I feel like I've been trying to get better each and every single year and then last year some things clicked. —Alex Smith
STATELINE, Nev. — As Alex Smith goes deeper into his pro football career, his circumstances are beginning to mirror what he experienced while playing for the University of Utah.
Smith played a major role in helping the San Francisco 49ers reach the NFC Championship game a year ago, a breakout season that few saw coming, given how the former No. 1 draft choice performed in his previous six NFL seasons.
But the 49ers found immediate success under new coach Jim Harbaugh, a former NFL quarterback who once took the Indianapolis Colts to within a victory of playing in the Super Bowl.
Harbaugh provided Smith with the mentoring coach and stabilizing influence he'd been missing since playing for Urban Meyer at Utah from 2002-04. Smith compiled a 21-1 record orchestrating Meyer's spread offense and was the 2004 Mountain West Conference player of the year.
But since Smith's arrival in the Bay Area, the 49ers foundered, losing 57 of 90 games.
"Obviously a guy who played 15 years at your position, there are some good things there," said Smith, who participated in his first American Century Championship golf tournament in July at Edgewood Tahoe Golf Course near Lake Tahoe. "Just as a coach, (Harbaugh) thinks everything through, thinks outside the box. He really knows what he's doing, from top to bottom. Guys have really bought in to what we're doing and how we're doing it."
Last year, Smith threw only five interceptions while tossing 17 touchdowns and passing for 3,144 yards. The 6-foot-4 signal-caller accumulated a career-high 90.7 quarterback rating.
No single reason led to his turnaround season, according to Smith.
"I feel like I've been trying to get better each and every single year and then last year some things clicked," Smith said. "I just feel like a lot of it came out last year. Really, my teammates deserve a lot of credit, and the coaches for putting us in good situations."
Reducing his turnovers was one of Smith's key areas of improvement. In four previous seasons where he served as the team's primary starter, Smith's interception total reached double digits. Last year, though, his sound decision-making kept his offense on the field longer and prevented shorter fields for opponents.
Of course, only a year earlier, many NFL analysts were wondering why Smith was still starting behind center. But the game's insiders never doubted Smith's work ethic, commitment and poise.

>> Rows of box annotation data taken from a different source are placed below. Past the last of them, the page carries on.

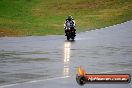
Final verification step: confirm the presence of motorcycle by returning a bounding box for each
[65,27,76,40]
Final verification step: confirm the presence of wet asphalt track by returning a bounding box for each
[0,21,132,88]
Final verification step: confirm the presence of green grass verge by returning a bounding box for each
[0,0,132,36]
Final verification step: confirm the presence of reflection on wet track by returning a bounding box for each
[63,42,71,76]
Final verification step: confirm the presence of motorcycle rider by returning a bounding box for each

"I've always liked Alex," said Arizona coach Ken Whisenhunt, whose Cardinals split two games with the 49ers last season. "The thing I admire the most with him is that he has handled the pressure of being the No. 1 pick very well, even when things haven't gone well. So, it was nice to see him have a good year.
"I respect the way he plays and competes. I don't like facing him, but kudos to him and his team how they did."

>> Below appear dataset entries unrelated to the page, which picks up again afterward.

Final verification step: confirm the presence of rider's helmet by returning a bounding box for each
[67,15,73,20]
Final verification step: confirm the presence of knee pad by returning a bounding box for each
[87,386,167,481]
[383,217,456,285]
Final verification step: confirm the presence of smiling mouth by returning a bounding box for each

Expectations will be significantly higher for Smith and the 49ers as they prepare for the 2012 season. The defending NFC West Division champs added free-agent wide receivers Randy Moss and Mario Manningham to their offense in the offseason.
After sitting out the entire 2011 season, Moss will try to add to his stellar 13-year career that has produced 153 touchdowns and 14,858 receiving yards. Manningham helped the Giants win a Super Bowl a year ago, and fourth-year pass catcher Michael Crabtree will try to build on his career highs of 72 receptions and 874 yards.
"I'm excited for training camp," Smith said. "This is arguably (our best skill set) for sure. We have a ton of guys that can all play, and that's key in the NFL. We're so deep across the board, deep as you can be in the NFL."
A rejuvenated and confident Smith is in charge of making sure the 49ers reach their potential and win the big game it didn't last year. That responsibility isn't putting any added pressure on Smith.
"No expectations but just getting better," he said. "We have to take the next step as an offense, as a passing unit, and try to win games, that's the bottom line … put ourselves in situations and execute when we have to execute and win some games."
Winning is something Smith relearned last year after doing it so well in high school and for the Utes, a program that Smith routinely thinks about.
"My best friend, Brian Johnson, is the (offensive) coordinator, so I follow every game I can," he said.